I paesi coinvolti in questi conflitti rappresentano il dieci percento del valore dell’export italiano e oltre il quaranta percento delle importazioni di energia. L’incremento delle spese per la difesa, richiesto dalla nuova politica della NATO, potrebbe limitare gli investimenti pubblici, minando la capacità di reazione della politica fiscale ai cicli economici. Le complesse relazioni transatlantiche espongono l’economia europea a significativi rischi, la cui portata sarà chiarita dall’esito delle trattative sui dazi.

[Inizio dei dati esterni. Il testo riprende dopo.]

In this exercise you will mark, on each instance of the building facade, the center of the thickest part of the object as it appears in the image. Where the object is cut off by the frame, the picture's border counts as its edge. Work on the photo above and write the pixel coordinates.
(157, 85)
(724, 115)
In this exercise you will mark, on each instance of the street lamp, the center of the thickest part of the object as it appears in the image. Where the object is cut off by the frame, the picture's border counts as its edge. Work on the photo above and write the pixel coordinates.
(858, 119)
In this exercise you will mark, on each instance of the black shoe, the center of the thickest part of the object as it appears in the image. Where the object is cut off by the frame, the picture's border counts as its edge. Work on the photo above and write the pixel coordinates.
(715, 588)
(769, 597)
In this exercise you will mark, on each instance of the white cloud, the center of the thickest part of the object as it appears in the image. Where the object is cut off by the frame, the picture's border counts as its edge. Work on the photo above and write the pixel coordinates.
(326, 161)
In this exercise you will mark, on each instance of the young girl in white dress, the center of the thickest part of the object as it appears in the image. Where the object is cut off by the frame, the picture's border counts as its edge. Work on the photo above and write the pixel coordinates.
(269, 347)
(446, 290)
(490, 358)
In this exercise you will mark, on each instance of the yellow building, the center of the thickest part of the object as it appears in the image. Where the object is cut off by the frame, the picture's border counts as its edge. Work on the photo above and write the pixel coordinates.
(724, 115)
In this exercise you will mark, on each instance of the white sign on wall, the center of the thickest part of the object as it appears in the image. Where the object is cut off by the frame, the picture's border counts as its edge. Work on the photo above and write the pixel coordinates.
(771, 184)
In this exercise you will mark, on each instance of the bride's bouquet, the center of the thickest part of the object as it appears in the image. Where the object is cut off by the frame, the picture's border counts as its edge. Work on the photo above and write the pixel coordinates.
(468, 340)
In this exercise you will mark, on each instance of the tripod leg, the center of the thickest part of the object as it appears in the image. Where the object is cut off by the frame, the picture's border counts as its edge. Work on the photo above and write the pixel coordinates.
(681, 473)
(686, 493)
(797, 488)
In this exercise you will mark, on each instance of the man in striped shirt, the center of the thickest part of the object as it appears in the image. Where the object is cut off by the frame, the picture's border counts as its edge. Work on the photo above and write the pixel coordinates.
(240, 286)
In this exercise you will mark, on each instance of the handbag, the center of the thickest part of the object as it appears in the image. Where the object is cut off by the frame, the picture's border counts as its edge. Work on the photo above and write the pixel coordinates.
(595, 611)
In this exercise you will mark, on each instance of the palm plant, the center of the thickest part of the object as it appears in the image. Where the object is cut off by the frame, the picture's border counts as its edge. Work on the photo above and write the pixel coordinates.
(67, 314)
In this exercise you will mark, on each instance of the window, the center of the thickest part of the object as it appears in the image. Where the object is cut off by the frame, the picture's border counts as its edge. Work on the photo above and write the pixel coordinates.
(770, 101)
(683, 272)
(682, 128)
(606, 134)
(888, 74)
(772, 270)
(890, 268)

Il panorama internazionale turbolento si riflette in una diminuzione della fiducia nelle imprese manifatturiere europee, un trend negativo scatenato dall’annuncio dei dazi ad aprile da parte della presidenza degli USA. In Italia, l’incertezza influisce anche sui consumatori e sulla spesa delle famiglie italiane, che si prevede cresca dell’1,0% quest’anno, ma che nel primo trimestre del 2025 si è fermata a un incremento dello 0,6%, mentre nei primi quattro mesi del 2025 le vendite al dettaglio hanno registrato un calo dell’1,2% su base annua, peggiorando rispetto alla stagnazione (-0,4%) del 2024.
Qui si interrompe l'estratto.